Standardized criteria for assessing the symptom of nasal obstruction caused by NSD can be quantified using validated visual analog scales. However, the results from subjective assessments of nasal obstruction from visual analog scores (VAS) are flawed in patients with chronic DNS who may have simply become accustomed to breathing with limited nasal airflow. This was demonstrated in a study [35] found that only 30 out of 77 patients with significant nasal septal deviation complained subjectively of nasal obstruction. Conversely, out of 89 rhinoscopically normal patients 32 had subjective complaints of nasal obstruction, making VAS for assessing nasal obstruction caused by NSD challenging. There are a number of reasons why there is poor correlation between the subjective sensation of nasal obstruction and objective tests of nasal obstruction; the foremost being is that nasal sensation is relatively poorly understood [30]. Studies included in this systematic review were assessed by QUADAS-2 and several methodological flaws were identified.

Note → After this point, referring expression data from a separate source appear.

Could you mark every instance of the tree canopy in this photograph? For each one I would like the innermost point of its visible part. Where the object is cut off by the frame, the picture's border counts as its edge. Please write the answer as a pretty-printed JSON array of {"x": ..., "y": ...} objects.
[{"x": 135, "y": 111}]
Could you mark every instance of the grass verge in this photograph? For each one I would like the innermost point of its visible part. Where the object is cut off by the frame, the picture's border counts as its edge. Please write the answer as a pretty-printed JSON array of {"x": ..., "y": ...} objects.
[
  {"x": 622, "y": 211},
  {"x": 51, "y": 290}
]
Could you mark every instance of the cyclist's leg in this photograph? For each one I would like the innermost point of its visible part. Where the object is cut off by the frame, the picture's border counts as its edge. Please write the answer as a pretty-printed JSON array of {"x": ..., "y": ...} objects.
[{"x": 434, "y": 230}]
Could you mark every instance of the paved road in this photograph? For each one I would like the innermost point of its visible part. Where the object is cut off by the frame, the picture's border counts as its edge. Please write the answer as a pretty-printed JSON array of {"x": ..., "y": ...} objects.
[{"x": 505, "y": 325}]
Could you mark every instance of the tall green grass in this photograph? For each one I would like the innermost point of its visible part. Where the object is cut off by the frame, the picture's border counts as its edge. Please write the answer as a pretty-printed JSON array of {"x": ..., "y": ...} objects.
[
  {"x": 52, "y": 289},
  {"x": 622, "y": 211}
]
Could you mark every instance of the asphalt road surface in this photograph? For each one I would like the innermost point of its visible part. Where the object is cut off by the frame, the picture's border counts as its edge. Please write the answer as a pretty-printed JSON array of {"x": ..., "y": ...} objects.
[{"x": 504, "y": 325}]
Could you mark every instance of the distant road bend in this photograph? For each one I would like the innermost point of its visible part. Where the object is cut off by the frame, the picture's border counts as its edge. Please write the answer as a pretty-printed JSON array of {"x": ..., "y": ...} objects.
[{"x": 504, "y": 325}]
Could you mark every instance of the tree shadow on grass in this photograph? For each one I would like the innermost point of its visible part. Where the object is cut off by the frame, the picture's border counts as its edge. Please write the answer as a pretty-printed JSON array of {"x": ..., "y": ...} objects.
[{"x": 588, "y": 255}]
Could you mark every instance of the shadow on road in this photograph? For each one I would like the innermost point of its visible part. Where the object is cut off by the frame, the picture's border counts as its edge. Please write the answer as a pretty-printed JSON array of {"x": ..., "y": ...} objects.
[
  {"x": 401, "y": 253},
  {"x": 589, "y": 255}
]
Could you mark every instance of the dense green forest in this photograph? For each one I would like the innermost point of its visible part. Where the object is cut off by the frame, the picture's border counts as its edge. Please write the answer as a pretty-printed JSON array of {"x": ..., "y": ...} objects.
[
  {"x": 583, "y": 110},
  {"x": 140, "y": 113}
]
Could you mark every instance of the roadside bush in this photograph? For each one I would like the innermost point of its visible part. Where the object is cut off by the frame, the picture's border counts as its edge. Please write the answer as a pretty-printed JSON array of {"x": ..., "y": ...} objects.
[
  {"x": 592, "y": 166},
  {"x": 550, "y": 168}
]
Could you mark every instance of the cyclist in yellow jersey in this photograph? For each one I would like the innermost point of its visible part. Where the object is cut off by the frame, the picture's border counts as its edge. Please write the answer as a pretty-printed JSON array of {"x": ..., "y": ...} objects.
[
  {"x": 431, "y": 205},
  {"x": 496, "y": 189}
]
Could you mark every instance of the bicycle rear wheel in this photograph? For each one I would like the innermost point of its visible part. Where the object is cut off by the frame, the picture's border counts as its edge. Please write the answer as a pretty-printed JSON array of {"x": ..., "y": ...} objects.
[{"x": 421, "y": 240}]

One major limitation of these diagnostic studies was that anterior rhinoscopy, nasal endoscopy and/or CT scans were conducted to make the diagnosis of NSD prior to the use of diagnostic modalities such as acoustic rhinometry, rhinomanometry and nasal sound analysis (high risk of bias for index test). It was not clear in most studies whether the same examiner conducted all the diagnostic tests. Only one study [33] reported blinding of the examiner for the diagnostic tests conducted. This could lead to review bias [13] whereby interpretation of the results of the diagnostic test such as acoustic rhinometry could be altered by the knowledge of the results from nasal endoscopy and may lead to increased diagnostic accuracy of index tests.

Conclusions

In summary, diagnostic modalities such as acoustic rhinometry, rhinomanometry and nasal spectral sound analysis may be useful in identifying NSD in anterior region of the nasal cavity, but these tests alone add little value to diagnosis. Compared to anterior rhinoscopy, nasal endoscopy, and imaging the above mentioned index tests lack sensitivity and specificity in identifying the presence, location, and severity of NSD.